Taking business rules seriously

Mannatech Inc. takes its business rules seriously, according to Bill Councill, systems and process engineering manager in the firm's IT department. The Coppell, Texas-based nutraceuticals (products that are a cross between dietary supplements and pharmaceuticals) firm not only builds applications that involve complex business rules, but has adapted the IEEE requirements standard (830-1998) and extended it to include business rules as a
requirements type.

Business rules are linked to other business rules, along with requirements such as legal and functional requirements. These, in turn, are linked to use cases. Business rules are also organized into types -- essentially sets of rules around a business function or service (training, Web shipping charges, attendance) -- that are grouped by project. Thus business rules are traced to all requirement types. Mannatech manages these requirements with TBI's Caliber-RM requirements management tool. Use cases are modeled in Select Enterprise, which is linked to Caliber-RM.

By following the IEEE requirements standard, Manna-tech ensures the quality of its business rules. The IEEE standard specifies eight characteristics of quality requirements: complete, correct, consistent, unambiguous, ranked (for importance and/or stability), modifiable, verifiable and traceable. Other important characteristics that might be considered are if the requirement is feasible, relevant, reusable and traced.

Take the characteristic of consistency. At Mannatech, a consistent style of writing is used for all requirements, including business rules. This means that a business rule such as "an Associate that previously held the position of a Master Associate but renews at a lower level shall have the option to renew at the master level to reinstate their previous status and once again become eligible for applicable commissions" will have links to Caliber-RM's Glossary, where each term ('associate,' 'master,' 'lower
level' and so on) is defined.

Following a rigorous requirements approach for business rules also means that each business rule captured must have a means of being tested. "The person who writes the requirements must write a validation script that is entered in Caliber-RM," said Councill. From there, the tester writes a test script and then tests the business-rule requirement in Visual Basic. Issues and testing results are also traced using Caliber-RM's discussion feature.

"We are motivated to capture and trace business rules due to the regulatory nature of the business, and because we recently become a public company," said Councill. "We have to elucidate our policies and rules."

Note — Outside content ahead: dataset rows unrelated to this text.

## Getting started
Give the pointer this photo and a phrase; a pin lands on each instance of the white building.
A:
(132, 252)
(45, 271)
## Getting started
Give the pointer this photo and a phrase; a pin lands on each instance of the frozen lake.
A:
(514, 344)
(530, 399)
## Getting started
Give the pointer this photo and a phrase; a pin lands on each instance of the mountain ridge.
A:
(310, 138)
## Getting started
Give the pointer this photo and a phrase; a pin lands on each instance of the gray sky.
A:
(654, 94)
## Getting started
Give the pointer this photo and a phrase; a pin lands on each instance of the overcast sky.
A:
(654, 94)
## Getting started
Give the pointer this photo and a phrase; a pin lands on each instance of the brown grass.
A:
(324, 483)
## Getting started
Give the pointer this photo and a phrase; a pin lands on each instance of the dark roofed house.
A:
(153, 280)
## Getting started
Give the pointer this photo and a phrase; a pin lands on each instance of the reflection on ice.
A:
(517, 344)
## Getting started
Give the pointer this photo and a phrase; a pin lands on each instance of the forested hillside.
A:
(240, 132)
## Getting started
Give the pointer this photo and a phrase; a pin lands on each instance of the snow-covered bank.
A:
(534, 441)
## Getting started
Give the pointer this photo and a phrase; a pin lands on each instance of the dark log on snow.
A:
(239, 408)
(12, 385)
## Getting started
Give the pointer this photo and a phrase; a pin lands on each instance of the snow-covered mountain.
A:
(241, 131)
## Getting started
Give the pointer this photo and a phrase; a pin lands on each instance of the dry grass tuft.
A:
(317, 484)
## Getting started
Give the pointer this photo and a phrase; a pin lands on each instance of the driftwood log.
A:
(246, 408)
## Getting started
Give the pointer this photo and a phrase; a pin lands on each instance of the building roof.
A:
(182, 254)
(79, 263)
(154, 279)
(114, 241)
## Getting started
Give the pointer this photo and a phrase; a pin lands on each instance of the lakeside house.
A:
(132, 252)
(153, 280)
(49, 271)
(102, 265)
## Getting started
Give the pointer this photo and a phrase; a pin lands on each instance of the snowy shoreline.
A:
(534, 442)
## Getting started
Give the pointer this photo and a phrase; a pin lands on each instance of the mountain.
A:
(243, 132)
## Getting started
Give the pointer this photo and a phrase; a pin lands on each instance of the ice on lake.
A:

The path is not easy. "Any level of the company can generate business rules, and sometimes we don't find out about them until later. For example, we may modify our Order Processing module and capture the rules," said Councill. "But we may later find out we didn't get them all and have to go back and [add them]. Tools and traceability help."

The bottom line to success goes beyond tools, however. "The organization must be sensitized to the need to specify business rules early. Business-rule capture needs to be conducted with senior business areas, as well as IT," advises Councill.